Voici l'extrait d'une carte datant de la fin du XVIIIe s. , donc postérieure d'un siècle, mais sur laquelle j'ai reconstitué les limites administratives de notre région :
 Vous pouvez cliquer sur toutes les images pour les agrandir



Les fragments de manuscrits proviennent désormais du Volume I. Pour enrichir l'étude, j'ai mis en bonus l'extrait équivalent (quand il existe) dans l'Armorial Général de France* (1696-1711), établi par Charles-René d'Hozier, et comme auparavant, j'ai placé le blason actuel en-dessous, pour comparer les différences ou au contraire la constance des figures dans le temps.

(*) Armorial Général de France - volume XXIII - Paris 1ère partie
      Armorial Général de France - volume XXIV - Paris 2e partie (BNF Paris)
    



 Paris
L'image des armes de Paris, après avoir débuté avec une "nef à l'antique" sur les premiers sceaux de la ville (début du XIIIe s.), s'est muée peu à peu en un magnifique vaisseau de commerce à trois mâts vers les XVIe/XVIIe siècles comme nous les voyons sur les deux manuscrits ci-dessus. La nef originelle que nous connaissons bien aujourd'hui n'est revenue qu'au début du XXe siècle (1924 est une date admise, mais le décret fixant la définition du blason actuel est daté du 20 juin 1942). On remarquera aussi la devise "UN DIEU - UNE FOY / UNE LOI - UN ROY"  qui s'applique plutôt au royaume de France tout entier, et qui se traduit en gros par le fait que les lois royales se doivent de respecter en premier lieu les lois divines et en second lieu les lois fondamentales.
  On pourra s'amuser aussi avec la lecture du court extrait de texte sur l'éloge déjà très "parisianiste" sur les qualités exceptionnelles, la grandeur universelle de la capitale, de ses dirigeants et de ses habitants.





L'auteur : Pierre de La Planche, était un ecclésiastique jésuite de l'Oratoire de Paris.
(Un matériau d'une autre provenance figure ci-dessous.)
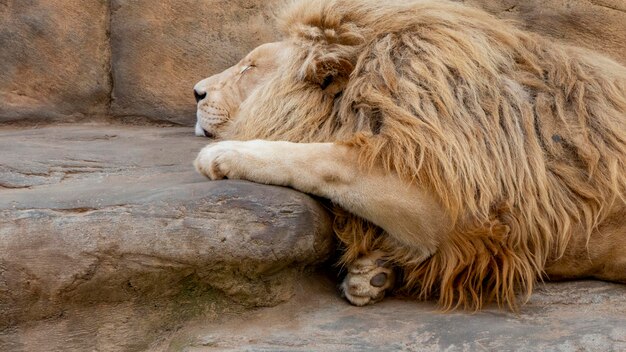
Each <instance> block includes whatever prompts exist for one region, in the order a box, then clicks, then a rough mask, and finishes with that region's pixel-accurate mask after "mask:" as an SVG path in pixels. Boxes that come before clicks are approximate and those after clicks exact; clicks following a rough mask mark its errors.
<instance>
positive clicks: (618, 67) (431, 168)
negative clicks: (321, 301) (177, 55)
mask: <svg viewBox="0 0 626 352" xmlns="http://www.w3.org/2000/svg"><path fill="white" fill-rule="evenodd" d="M280 25H281V28H282V31H283V33H284V34H285V35H286V37H288V39H289V40H291V41H292V42H294V43H296V46H297V47H298V50H297V54H295V55H293V56H292V57H290V58H289V60H287V61H286V62H285V63H284V64H283V66H282V70H281V72H280V73H279V74H277V75H276V76H275V77H273V78H272V79H271V81H270V82H269V83H268V84H267V86H266V87H265V89H260V90H259V91H257V92H256V93H255V95H254V96H252V97H251V98H248V99H247V100H246V101H245V102H244V104H243V105H242V107H241V112H240V117H239V119H238V120H236V121H233V125H232V126H231V131H232V132H231V133H232V135H231V136H230V137H231V138H235V139H252V138H261V139H268V140H289V141H295V142H316V141H333V142H341V143H346V144H349V145H353V146H355V147H357V148H358V149H359V150H360V153H361V154H360V156H361V161H362V165H363V167H364V169H366V168H367V167H371V166H372V165H375V164H379V165H382V166H384V167H385V168H386V169H387V170H388V171H389V172H396V173H398V174H399V175H400V176H401V177H402V178H404V179H406V181H407V182H417V183H419V184H421V185H425V186H427V187H429V189H430V190H432V192H433V193H434V194H436V195H437V196H438V198H439V199H440V201H441V202H442V204H443V205H444V206H445V208H446V209H448V211H449V212H450V214H451V215H452V217H453V219H454V230H453V233H452V234H451V235H450V239H449V240H447V241H445V242H444V243H443V244H442V245H441V246H440V248H439V249H438V251H437V252H436V253H435V254H434V255H433V256H432V257H430V258H429V259H427V260H425V261H417V260H416V255H415V253H416V251H415V250H414V249H411V248H407V247H406V246H401V245H399V243H398V242H396V240H394V239H393V238H392V237H391V236H388V235H386V234H385V233H383V232H382V230H381V229H379V228H377V227H376V226H374V225H372V224H369V223H367V222H365V221H364V220H361V219H359V218H357V217H355V216H352V215H350V214H345V213H343V212H342V211H341V210H337V211H336V221H335V230H336V233H337V235H338V236H339V238H340V239H341V240H342V241H343V243H344V244H345V246H346V252H345V255H344V257H343V260H344V261H345V262H350V261H352V260H354V259H355V258H356V257H357V256H359V255H360V254H362V253H365V252H368V251H370V250H371V249H372V248H381V249H384V250H386V251H387V252H388V253H390V255H391V259H392V260H393V261H394V262H396V263H397V264H398V265H399V267H401V268H403V275H404V281H403V282H404V284H405V285H404V289H405V290H407V291H409V292H411V293H413V294H417V295H419V296H421V297H423V298H429V297H438V298H439V300H440V302H441V303H442V304H443V306H444V307H446V308H453V307H457V306H465V307H466V308H476V309H478V308H480V307H481V306H482V305H483V304H484V303H486V302H489V301H496V302H498V303H499V304H504V305H509V306H510V307H512V308H515V305H516V298H515V296H516V294H517V293H520V292H521V293H527V294H529V293H530V292H531V291H532V288H533V284H534V283H535V282H536V281H537V280H538V279H540V278H541V277H542V274H543V270H544V268H545V266H546V263H547V262H548V261H550V260H554V259H555V258H559V256H561V255H562V254H563V253H564V251H565V250H566V247H567V245H568V242H570V238H571V236H572V234H579V233H582V234H584V235H586V236H587V238H588V236H589V235H590V234H591V232H592V231H593V230H594V229H595V228H596V227H597V225H598V223H599V222H601V221H602V219H604V218H605V217H607V216H609V214H608V213H609V212H610V210H611V209H612V208H613V207H614V205H615V204H616V202H621V203H622V204H623V203H624V199H625V197H624V194H625V190H626V172H625V170H626V118H625V116H626V99H625V97H626V69H625V68H624V67H622V66H620V65H619V64H617V63H615V62H613V61H611V60H610V59H607V58H603V57H601V56H599V55H597V54H591V53H588V52H586V51H584V50H582V49H577V48H573V47H568V46H565V45H562V44H558V43H554V42H552V41H548V40H546V39H544V38H542V37H540V36H537V35H534V34H532V33H528V32H525V31H523V30H520V29H518V28H516V27H515V26H514V25H513V24H511V23H507V22H505V21H503V20H499V19H497V18H495V17H492V16H491V15H488V14H486V13H484V12H482V11H480V10H474V9H471V8H468V7H466V6H463V5H458V4H455V3H447V2H441V1H438V2H433V1H413V2H406V1H405V2H384V1H333V0H320V1H314V2H313V1H312V2H309V1H303V2H298V3H295V4H294V5H292V6H290V7H289V8H288V9H287V10H286V11H285V13H284V14H283V15H282V17H281V18H280ZM328 77H331V78H332V82H333V84H336V85H339V88H338V89H336V91H337V92H336V93H334V94H333V95H329V94H327V93H326V92H325V91H322V90H320V89H319V86H316V85H315V84H311V83H312V82H313V83H319V84H326V83H328V81H329V79H328ZM325 81H326V82H325ZM577 236H578V235H577Z"/></svg>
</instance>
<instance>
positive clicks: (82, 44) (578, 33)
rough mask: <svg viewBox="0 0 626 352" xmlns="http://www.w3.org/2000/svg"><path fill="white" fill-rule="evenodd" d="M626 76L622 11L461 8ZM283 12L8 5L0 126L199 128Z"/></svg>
mask: <svg viewBox="0 0 626 352" xmlns="http://www.w3.org/2000/svg"><path fill="white" fill-rule="evenodd" d="M458 1H463V2H465V3H467V4H470V5H473V6H478V7H482V8H484V9H486V10H487V11H489V12H492V13H494V14H496V15H497V16H499V17H503V18H509V19H514V20H517V21H519V22H520V23H521V24H522V25H523V26H524V27H526V28H527V29H529V30H531V31H535V32H538V33H541V34H544V35H547V36H550V37H553V38H556V39H559V40H563V41H565V42H568V43H571V44H574V45H579V46H583V47H587V48H590V49H594V50H597V51H599V52H602V53H605V54H607V55H609V56H611V57H613V58H614V59H615V60H617V61H619V62H621V63H622V64H626V54H625V53H626V3H625V2H624V1H622V0H545V1H544V0H529V1H526V0H499V1H492V0H458ZM281 2H282V1H281V0H268V1H261V0H234V1H230V0H166V1H157V2H155V1H148V0H85V1H80V0H67V1H63V0H50V1H43V0H0V23H2V26H1V27H0V47H1V48H2V50H0V123H2V122H7V121H11V122H24V121H30V122H42V121H43V122H50V121H66V122H67V121H73V120H80V119H94V118H95V117H103V116H106V117H107V118H114V119H117V120H123V121H130V122H142V123H143V122H146V121H151V122H159V121H160V122H168V123H174V124H183V125H193V123H194V120H195V114H194V112H195V104H194V100H193V95H192V94H191V93H190V92H191V89H192V87H193V85H194V84H195V83H196V82H197V81H199V80H200V79H203V78H205V77H207V76H210V75H212V74H214V73H217V72H220V71H222V70H223V69H225V68H227V67H229V66H231V65H232V64H234V63H236V62H237V61H239V59H240V58H241V57H243V56H244V55H245V54H246V53H247V52H248V51H250V50H251V49H252V48H254V47H256V46H257V45H259V44H261V43H264V42H269V41H273V40H276V39H277V38H278V33H276V31H275V29H274V25H273V23H274V21H273V18H274V12H275V10H276V7H277V4H279V3H281Z"/></svg>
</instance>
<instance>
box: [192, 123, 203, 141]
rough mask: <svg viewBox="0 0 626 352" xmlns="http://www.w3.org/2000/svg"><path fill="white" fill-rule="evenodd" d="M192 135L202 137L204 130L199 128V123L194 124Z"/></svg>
mask: <svg viewBox="0 0 626 352" xmlns="http://www.w3.org/2000/svg"><path fill="white" fill-rule="evenodd" d="M194 133H195V135H196V136H198V137H204V129H202V126H200V121H198V122H196V130H195V132H194Z"/></svg>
C'est donc bien normal qu'il fasse la part belle aux références à l'Église, par la description précise des lieux de culte du pays, y compris avec l'héraldique.




 Saint  - Denis
(Seine-Saint-Denis)
  Les armes et la devise, plus exactement le cri de guerre : "MONTJOYE SAINT DENIS" sont ceux des rois capétiens. L'abbaye et la basilique qui abritait les reliques du saint martyr Denis ont été le lieu d'inhumation de tous les souverains de France, à quelques rares exceptions, depuis les rois mérovingiens jusqu'au XIXe siècle. Ce qu'il reste aujourd'hui de cette gigantesque nécropole royale, après les ravages de la Révolution française, sont les magnifiques tombeaux et gisants visibles dans le chœur de l'église abbatiale de Saint-Denis.
  Dans l'Armorial des communes du département de la Seine, édité en 1900 (source : BNF Paris), l'auteur, Edmond Blanchard prétend qu'aucun document ne relie ce blason à la ville de Saint-Denis avant l'année 1750. Ce manuscrit antérieur d'un siècle prouve le contraire. Et mieux, j'ai récemment trouvé un autre manuscrit encore plus ancien, datant du XVIe siècle dont je parlerai bientôt, où sont rassemblés quelques blasons de bonnes villes de France de l'époque, parmi elles la ville de Saint-Denis avec un blason qui est "d'azur semé de fleur de lys d'or au chef d'argent chargé de l'inscription en lettres de sable, sur deux rangs : MONT JOIE - ST DENIS ".
 Ce blason est aussi attribué au vieux "pays de France", la micro-région géographique située au nord-est de Paris, et qui a donné son nom à notre pays.



 Poissy (Yvelines)

 Tout ce qu'on peut certifier, c'est qu'il s'agit d'armes parlantes : poisson / Poissy !
 Il y avait en ce lieu au Moyen-âge, un château royal, le roi Louis IX (Saint Louis) y est né en 1214. Plus tard un monastère royal fut aussi construit, mais l'ensemble a disparu sauf l'église collégiale Notre-Dame de Poissy, magnifique.  Voilà qui justifie les trois fleurs de lys d'or sur champ d'azur. Mais pourquoi l'une d'elle est-elle coupée et placée à dextre mouvant du champ, face à la gueule du poisson, ce qui rend ce blason très intriguant ? Aucune explication n'est assez convaincante pour être affirmée. 



Brie - Comte - Robert
(Seine-et-Marne)

 À la fin du XIIe siècle, Robert de Dreux, frère du roi de France Louis VII, fonde la ville de Brie-Comte-Robert qui porte son nom, et y fait bâtir son château, dont de beaux vestiges existent encore de nos jours.
On remarquera ici encore une fois, un changement d'émail gueules ↔azur, au cours du temps, assez courant dans l'héraldique civique française. Les exemples ne manquent pas.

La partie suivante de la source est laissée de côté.